Professional Experience

Building production AI systems and data infrastructure

Data & AI Platform Engineer

Robodata

January 2026 — Present

Team & Domain

Platform Engineering / AI & Data Infrastructure — building the core platform that enables privacy-first, self-service data and LLM capabilities for enterprise clients.

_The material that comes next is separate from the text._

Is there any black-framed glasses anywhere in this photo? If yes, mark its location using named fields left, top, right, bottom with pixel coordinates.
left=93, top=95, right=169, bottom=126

Key Technical Responsibilities

  • Designed and implemented multi-tenant data pipeline infrastructure using a medallion architecture (Bronze/Silver/Gold), with automated pipeline generation driven by versioned metadata definitions
  • Built LLM-powered data discovery and schema inference workflows, where local language models sample ingested datasets to automatically classify fields, detect PII/GDPR-relevant data, and generate metadata contracts
  • Developed Infrastructure-as-Code (IaC) provisioning templates for cloud-native environments (Azure, Kubernetes), including automated deployment of LLM inference stacks (Ollama + OpenWebUI), storage, compute, and VPN networking
  • Implemented metadata-driven ETL/ELT pipelines in Python/PySpark/SQL covering source ingestion, structural normalization, sensitivity masking, and data lineage tracking across Bronze/Silver/Gold layers
  • Designed and exposed AI-ready data interfaces (Machine Context Protocols / MCPs) enabling LLM agents to safely query governed datasets with built-in privacy enforcement

Technologies Used

PythonPySparkSQLApache SparkAirflowAzureKubernetesTerraformDockerOllamaOpenWebUIMCPsSQLAlchemyWireGuard

Notable Achievements

  • Built the platform's LLM-powered data onboarding layer for automated schema discovery and PII classification
  • Architected a zero-access, privacy-first AI infrastructure running entirely within customer cloud tenants
  • Reduced data onboarding complexity from bespoke ETL projects to metadata-declared, auto-generated pipelines
  • Established multi-tenant data isolation patterns with environment-scoped resource provisioning

AI/Data Engineering Skills Involved

Production LLM integration (Ollama, K8s)
NLP/data pipeline intersection
Data systems at scale (Medallion, DAGs)
MLOps/AI infrastructure (IaC)
Privacy-aware AI engineering (GDPR)

Operational Trader

QuantFi

November 2022 — May 2023

Key Technical Responsibilities

  • Developed and optimized ML-driven trading strategies (Random Forest, XGBoost, Neural Networks, walk-forward cross-validation) in Python, achieving a steady 5% lift in daily PnL through backtesting, tick-level feature engineering, and short-term volatility forecasting.
  • Automated the end-to-end model pipeline, from SQL/Python data ingestion and retraining to daily forecast publishing and Matplotlib performance dashboards, significantly reducing manual prep time.

Teaching Assistant

Vrije Universiteit Amsterdam

June 2022 — November 2024

Key Responsibilities

  • Taught weekly Probability Theory tutorials for first-year students, developing collaborative teaching methods and educational materials alongside faculty to explain complex statistical and mathematical concepts.
  • Built a student portfolio system for first-year Econometrics students to ease university transition, and represented the Bachelor programme at Open Days and promotional events.